Re-elected Commission president Ursula von der Leyen and Donald Trump in Davos 2020. Photo: European Union.

While Europeans expect a continuation of the Biden administration’s climate policies under a Harris presidency, they are worrying about how to save the global climate fight from a second Trump administration. EU officials and experts fear that a U.S. withdrawal from the Paris Agreement could be much more damaging than during his first presidency, because it could be implemented without delay, and be actively designed to harm international climate diplomacy.

As U.S. election day approaches and the polls remain in a dead heat, European climate activists and politicians are preparing for the worst.

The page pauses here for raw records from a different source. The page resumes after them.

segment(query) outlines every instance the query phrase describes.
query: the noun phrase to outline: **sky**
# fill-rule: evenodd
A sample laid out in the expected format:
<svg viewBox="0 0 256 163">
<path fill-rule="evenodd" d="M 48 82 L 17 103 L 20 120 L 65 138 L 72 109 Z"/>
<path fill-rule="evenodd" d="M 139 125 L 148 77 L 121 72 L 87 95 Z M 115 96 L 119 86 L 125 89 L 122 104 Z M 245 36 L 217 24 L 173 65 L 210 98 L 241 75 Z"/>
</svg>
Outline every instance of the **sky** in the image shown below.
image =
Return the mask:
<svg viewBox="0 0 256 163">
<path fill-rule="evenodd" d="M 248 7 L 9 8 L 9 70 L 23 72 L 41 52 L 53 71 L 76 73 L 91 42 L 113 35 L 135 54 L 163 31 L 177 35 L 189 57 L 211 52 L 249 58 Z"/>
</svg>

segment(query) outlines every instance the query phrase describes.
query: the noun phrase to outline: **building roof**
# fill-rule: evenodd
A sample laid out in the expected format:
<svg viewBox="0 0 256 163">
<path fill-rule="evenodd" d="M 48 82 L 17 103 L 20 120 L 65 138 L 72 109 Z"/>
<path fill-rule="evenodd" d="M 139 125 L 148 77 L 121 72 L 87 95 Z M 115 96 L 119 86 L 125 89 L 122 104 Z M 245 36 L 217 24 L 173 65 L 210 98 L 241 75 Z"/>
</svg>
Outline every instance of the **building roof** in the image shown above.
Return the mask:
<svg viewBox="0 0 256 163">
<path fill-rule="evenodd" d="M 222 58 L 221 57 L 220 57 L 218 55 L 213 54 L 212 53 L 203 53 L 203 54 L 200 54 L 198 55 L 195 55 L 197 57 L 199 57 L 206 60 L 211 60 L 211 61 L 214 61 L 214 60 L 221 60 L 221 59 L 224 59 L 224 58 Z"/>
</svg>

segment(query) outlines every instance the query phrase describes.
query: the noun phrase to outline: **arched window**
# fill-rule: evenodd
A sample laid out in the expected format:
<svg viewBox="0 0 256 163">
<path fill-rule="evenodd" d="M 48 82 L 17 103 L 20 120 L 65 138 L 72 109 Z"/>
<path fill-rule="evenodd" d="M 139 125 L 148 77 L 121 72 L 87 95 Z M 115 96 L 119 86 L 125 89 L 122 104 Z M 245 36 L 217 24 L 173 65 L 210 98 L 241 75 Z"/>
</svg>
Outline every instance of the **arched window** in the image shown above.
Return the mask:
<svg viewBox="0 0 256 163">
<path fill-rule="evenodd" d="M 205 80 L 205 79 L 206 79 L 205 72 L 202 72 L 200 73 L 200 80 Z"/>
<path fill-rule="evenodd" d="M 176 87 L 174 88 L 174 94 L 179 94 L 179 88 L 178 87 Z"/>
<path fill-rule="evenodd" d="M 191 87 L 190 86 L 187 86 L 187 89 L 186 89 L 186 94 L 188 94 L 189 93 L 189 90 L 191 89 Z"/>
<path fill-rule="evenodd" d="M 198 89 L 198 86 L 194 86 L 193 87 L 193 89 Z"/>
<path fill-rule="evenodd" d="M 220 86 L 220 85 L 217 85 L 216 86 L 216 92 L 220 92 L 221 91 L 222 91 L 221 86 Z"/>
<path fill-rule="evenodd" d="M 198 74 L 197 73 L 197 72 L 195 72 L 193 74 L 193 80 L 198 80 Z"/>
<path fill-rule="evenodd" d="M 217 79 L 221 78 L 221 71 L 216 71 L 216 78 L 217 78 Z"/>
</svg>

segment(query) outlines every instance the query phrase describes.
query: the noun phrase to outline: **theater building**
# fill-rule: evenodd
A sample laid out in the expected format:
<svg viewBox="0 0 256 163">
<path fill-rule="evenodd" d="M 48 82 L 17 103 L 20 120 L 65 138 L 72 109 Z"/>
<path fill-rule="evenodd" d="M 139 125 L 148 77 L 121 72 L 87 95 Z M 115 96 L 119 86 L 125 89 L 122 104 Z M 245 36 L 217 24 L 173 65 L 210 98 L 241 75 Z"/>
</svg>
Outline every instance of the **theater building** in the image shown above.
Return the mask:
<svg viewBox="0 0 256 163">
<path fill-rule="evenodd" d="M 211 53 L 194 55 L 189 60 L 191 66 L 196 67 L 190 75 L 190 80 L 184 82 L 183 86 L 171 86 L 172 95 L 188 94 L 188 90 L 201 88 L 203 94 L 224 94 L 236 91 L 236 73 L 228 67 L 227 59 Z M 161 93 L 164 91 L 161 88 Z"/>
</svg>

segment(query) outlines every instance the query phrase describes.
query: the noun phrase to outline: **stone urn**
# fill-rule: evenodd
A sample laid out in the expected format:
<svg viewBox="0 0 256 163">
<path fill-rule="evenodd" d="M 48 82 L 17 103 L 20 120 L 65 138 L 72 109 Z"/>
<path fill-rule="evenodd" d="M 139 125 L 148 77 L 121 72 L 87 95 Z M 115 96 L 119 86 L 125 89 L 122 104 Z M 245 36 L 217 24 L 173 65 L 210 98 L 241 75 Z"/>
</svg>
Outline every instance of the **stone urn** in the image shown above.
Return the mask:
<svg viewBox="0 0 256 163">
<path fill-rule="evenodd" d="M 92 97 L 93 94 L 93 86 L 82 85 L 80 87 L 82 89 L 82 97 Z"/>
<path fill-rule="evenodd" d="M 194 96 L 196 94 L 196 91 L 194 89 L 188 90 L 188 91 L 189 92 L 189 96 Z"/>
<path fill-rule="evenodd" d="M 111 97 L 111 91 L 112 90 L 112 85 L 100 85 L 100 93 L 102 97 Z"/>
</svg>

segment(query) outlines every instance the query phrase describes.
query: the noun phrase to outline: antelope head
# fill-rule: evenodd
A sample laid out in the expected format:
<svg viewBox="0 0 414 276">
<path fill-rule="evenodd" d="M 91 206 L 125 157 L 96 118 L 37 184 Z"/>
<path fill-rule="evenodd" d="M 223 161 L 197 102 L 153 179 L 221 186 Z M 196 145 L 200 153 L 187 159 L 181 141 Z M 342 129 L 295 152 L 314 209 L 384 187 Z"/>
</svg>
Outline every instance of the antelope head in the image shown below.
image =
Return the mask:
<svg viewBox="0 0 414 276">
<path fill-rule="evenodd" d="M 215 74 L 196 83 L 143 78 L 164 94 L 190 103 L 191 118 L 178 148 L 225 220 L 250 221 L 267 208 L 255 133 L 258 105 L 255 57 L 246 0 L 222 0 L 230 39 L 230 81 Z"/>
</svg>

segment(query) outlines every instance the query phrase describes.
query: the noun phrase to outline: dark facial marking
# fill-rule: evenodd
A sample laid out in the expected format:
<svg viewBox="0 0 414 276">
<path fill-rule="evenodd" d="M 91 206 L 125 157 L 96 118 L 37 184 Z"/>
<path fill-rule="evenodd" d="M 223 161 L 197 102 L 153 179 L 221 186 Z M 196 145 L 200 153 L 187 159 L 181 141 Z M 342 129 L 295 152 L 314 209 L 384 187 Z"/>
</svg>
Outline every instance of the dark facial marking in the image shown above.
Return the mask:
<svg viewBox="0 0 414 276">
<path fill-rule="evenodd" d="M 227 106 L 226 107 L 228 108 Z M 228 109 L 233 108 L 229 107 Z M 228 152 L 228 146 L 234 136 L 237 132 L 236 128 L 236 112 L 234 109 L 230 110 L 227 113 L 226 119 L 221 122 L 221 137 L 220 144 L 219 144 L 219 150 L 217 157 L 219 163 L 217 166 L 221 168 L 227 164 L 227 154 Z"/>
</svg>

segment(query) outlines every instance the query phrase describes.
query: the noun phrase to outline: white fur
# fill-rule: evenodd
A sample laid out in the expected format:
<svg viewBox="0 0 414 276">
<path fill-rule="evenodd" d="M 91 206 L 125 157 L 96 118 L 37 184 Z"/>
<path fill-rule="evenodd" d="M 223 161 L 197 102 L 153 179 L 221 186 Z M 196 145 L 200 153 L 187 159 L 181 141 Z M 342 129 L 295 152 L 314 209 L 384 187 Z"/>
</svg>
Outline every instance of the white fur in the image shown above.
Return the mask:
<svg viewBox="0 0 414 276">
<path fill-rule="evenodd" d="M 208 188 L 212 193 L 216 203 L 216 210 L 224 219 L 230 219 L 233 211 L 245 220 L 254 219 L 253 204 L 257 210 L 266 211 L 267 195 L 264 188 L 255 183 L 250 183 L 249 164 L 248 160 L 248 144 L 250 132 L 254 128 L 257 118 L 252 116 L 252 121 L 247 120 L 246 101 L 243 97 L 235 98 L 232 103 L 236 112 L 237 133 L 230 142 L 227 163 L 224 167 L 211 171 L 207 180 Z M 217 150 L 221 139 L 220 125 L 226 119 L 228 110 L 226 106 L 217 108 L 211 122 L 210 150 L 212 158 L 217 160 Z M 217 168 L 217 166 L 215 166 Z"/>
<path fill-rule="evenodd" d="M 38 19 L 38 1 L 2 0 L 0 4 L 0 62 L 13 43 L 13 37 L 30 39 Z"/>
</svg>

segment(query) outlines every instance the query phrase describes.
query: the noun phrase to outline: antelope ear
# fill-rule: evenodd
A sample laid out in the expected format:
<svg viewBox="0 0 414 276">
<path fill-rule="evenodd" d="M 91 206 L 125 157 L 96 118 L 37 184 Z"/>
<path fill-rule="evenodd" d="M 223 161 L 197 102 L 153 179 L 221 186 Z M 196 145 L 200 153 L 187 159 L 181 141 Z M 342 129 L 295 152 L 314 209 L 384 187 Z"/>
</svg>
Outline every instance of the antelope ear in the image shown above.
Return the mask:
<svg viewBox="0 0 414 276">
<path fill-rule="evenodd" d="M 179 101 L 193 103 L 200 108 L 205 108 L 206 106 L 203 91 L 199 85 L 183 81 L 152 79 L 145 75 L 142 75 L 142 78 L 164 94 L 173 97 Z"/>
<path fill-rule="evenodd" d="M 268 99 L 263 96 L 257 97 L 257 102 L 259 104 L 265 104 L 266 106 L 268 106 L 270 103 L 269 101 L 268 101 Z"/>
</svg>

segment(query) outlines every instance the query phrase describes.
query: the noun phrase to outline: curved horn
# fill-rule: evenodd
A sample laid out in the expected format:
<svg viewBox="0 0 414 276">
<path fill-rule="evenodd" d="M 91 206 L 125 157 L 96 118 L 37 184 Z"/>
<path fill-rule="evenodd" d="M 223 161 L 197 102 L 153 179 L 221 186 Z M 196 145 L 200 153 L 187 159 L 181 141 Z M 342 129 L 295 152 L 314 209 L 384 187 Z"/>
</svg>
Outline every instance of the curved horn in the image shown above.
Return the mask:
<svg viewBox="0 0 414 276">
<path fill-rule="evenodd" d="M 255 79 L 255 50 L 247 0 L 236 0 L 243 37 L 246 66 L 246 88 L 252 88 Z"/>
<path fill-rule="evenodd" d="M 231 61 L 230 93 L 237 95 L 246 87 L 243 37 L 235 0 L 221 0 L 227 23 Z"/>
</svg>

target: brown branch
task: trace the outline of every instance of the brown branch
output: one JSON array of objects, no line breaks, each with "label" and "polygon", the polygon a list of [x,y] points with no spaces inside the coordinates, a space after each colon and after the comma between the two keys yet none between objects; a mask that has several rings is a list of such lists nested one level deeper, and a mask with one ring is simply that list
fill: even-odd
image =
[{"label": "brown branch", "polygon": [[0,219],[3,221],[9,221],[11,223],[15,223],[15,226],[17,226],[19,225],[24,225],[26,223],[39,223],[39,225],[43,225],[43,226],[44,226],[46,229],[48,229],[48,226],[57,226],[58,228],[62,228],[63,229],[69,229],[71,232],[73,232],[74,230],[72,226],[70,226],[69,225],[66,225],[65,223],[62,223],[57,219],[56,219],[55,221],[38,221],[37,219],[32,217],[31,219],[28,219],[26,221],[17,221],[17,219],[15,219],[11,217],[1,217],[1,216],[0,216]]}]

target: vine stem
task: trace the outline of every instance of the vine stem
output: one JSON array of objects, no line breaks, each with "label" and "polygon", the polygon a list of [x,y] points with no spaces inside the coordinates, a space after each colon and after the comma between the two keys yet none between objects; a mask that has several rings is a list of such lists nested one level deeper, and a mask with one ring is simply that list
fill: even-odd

“The looming menace of a Trump two administration could cast a wide shadow in international climate politics,” worries Lola Vallejo, a climate special advisor with the think tank IDDRI.

Europe may have been able to hold global climate efforts together during Trump’s first term after he took the U.S. out of the 2015 Paris Agreement. But the fear is that without the same guardrails that existed back then, it would be much more difficult for the European Union to preserve global climate efforts this time around – especially with climate action momentum already fading in Europe.

“Back when that happened last time, the system was resilient and no other large country left the agreement,” says Vallejo, who has been co-chairing the UN Framework Convention on Climate Change (UNFCCC) Sharm el-Sheikh mitigation work programme since last year. “But I think this time it could be more severe because he’s vowed to also leave the whole [UNFCCC] convention. And this time there would not be any delay, whereas last time there was a three-year delay, which allowed some breathing time for U.S. diplomats.”

One EU official, who was formerly involved with COP negotiations during the Trump years and who preferred to remain anonymous because of the diplomatic sensitivity, said the EU’s response will need to be more assertive than it was last time, when some American officials were constructive even after the U.S. gave notice to leave. “I have the feeling that now there may be an effort to actively undermine the agreement, which we didn’t see last time. The EU will have to fight against that.”

Europe can and must become the guardian of the Paris Agreement.
- Mohammed Chahim, MEP

Asked whether the European Commission is preparing for the possibility of Trump taking the U.S. out of the Paris Agreement again, climate spokesman Tim McPhie said, “the Commission will work constructively with the future U.S. administration, as it always has done.” But he added that, “As always, we will be working hard at COP29 and beyond to ensure that all the parties to the Paris Agreement do the same.”